The British heptathlon world champion said she is fully fit after recovering from a ruptured Achilles tendon which she suffered at the end of last year and has her sights firmly set on Japan.
After her 2019 world title win in Doha, where she beat Rio 2016 Olympic champion Nafi Thiam of Belgium, Johnson-Thompson surfaced as one of Britain’s top gold medal prospects for this summer’s Games, which commence on July 23. The 28-year-old steps up her preparation by competing in the long jump at the Diamond League meeting in Gateshead on Tuesday.
She said, “It’s been a long, tough road but I’m glad that I’m at the other end of it. I ruptured my Achilles in late December.
“The lowest part was definitely the impact when it happened and trying to readjust realities and certain preparations for something that I’ve been preparing for five years.
“At one point, it could have gone one of two ways but I’m glad it went in the best direction for me where I’m able to compete at my third Olympics. I’m fully fit and ready to go.”
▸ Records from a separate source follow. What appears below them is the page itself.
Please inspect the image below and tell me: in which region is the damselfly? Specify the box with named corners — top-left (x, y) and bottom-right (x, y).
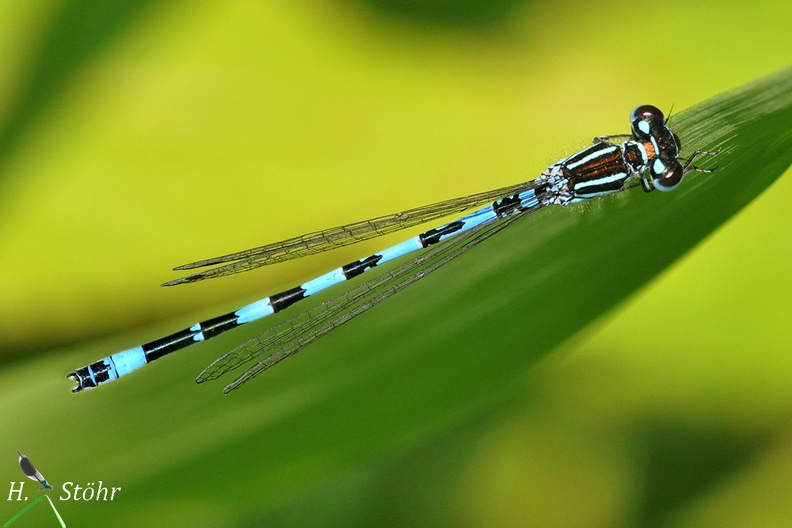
top-left (67, 105), bottom-right (717, 392)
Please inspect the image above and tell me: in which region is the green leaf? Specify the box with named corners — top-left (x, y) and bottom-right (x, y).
top-left (4, 69), bottom-right (792, 526)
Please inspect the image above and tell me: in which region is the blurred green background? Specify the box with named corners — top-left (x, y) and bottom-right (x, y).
top-left (0, 0), bottom-right (792, 527)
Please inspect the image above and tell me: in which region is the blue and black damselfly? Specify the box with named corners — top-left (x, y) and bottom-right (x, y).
top-left (67, 105), bottom-right (717, 392)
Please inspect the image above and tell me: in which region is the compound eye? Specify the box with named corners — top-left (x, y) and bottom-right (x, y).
top-left (651, 162), bottom-right (685, 191)
top-left (630, 105), bottom-right (663, 139)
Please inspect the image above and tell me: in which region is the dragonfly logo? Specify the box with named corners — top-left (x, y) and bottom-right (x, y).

Following her success in Doha two years ago, Johnson-Thompson was always going to have her eye on a gold medal at Tokyo. It was a great shame that her injury came at a time of peak preparation building up to the Olympics but she is confident she can still compete for a medal as it has forced her to work even harder to get into the position she is currently in.
“That’s my aim [win a medal],” the Liverpudlian added. “I wouldn’t have worked so hard as I have for the last seven months to get to the position I’m in.”
Johnson-Thompson made It clear that she needs competitive practice to get an idea of where her performance levels are.
“I’m obviously missing competition practice but that’s why I’m here,” she explained. “I am 100 per cent in my body. In the coming weeks, I’ll see where I’m at performance-wise in the coming competition I’m going to compete in.”
The British Athletics Grand Prix will provide the 28-year-old with the perfect competitive experience she needs ahead of the Olympics and there is a strong hope that she can reach and even surpass the levels she set in 2019.